齐锐一个小混混,他能有什么钱?
能给个一千、八百就不错了,这年头,大部分人家嫁女儿,要的都是这个价。
宁超要十万、八万的彩礼,不怕被人戳脊梁骨骂他们家卖女儿吗?
一直围在旁边看戏的众人,听了宁超无耻的彩礼要求,果真如张蓉芬所料一般,对着宁超和她指指点点:
“想钱想疯了吧?之前把女儿嫁给有毛病的男人,要两万块钱彩礼已经够离谱了,现在,居然要十万块?”

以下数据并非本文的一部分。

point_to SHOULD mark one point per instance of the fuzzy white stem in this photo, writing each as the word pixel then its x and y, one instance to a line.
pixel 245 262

“嗤,要这么多彩礼,你家有什么嫁妆给姑娘带去婆家?”
“就是咯,以为自己女儿是天仙啊,值这么多钱?”
那人说完话后,又有些不好意思地冲宁萌解释道:
“不好意思啊小姑娘,我没有说你长得不好看的意思,你长得顶顶好看的,跟个天仙似的,不过,你家人真的很过分。”
宁萌弯了弯唇角,一脸无奈地应和道:“谁说不是呢。”
“你也是苦命,摊上这样的父母亲人。”
围观者同情地看着宁萌,也难怪这小姑娘要和心上人私奔了。
不私奔,等着这家人把她拆皮拆骨地卖吗?
宁超自然听到那些人的议论,小霸王从小到大怕过谁?
他从来就不知道忍字怎么写,直接开口和围观的群众呛起来:
“有你什么事?这么多嘴!要多少彩礼钱,是我家的事,关你们屁事啊!”
“我爸妈养大我妹不要钱的啊?她从小到大吃的喝的穿的,还有上学的费用,不用还啊?”
“还想要什么嫁妆?!想都别想!”
这句话一出,就跟水珠子滴落滚烫的油锅一样,油星四溅。
有人看不过眼,愤愤不平地怼他:
“呵呵,怕是这姑娘不是你们家亲生的吧?长这么大,连用了一根线,你们都要算得清清楚楚、明明白白,要她用钱还回去。”
“老实说,以你们现在这种的态度,这姑娘在你们家时,过得应该也不怎么样,花的钱大概没有她平时干活抵回去的多。”
宁萌听罢,连连点头。
这是个明白人。
觉得这句话真是说到她心坎里了,她真心希望自己不是她爸妈亲生的。
只有这样,她才能劝自己,不要计较那么多。
跟自己的原生家庭和解。
她在宁家生活的这些年,家里大大小小的家务活,她不能说全是她自己一手包揽了。
至少大部分都是她做的。
田里地里的活儿,她也没有少干。
小小年纪就要干一个大人的工作量,但是家里吃不饱穿不暖的人,永远只有她。
齐锐看着宁萌深以为然地点头,不知道该说什么,只觉得有一股气堵在他的胸口。
憋得难受。
但又无处释放。
他暗自发誓,以后他一定要对他媳妇儿很好很好很好,给她很多很多的爱。
让她知道,她没有其他亲人疼不打紧,从此以后,他就是她的亲人。
张蓉芬应该也是想到了这些事情,她脸色青一阵红一阵又白一阵的。
羞得连头都不敢抬。
只有宁超,不以为耻,反以为荣:
“那又怎样?谁叫她是女孩子,我爸说了,女人就该伺候男人,这个家所有的东西以后都是我的,她用了多少,不得还回来给我吗?”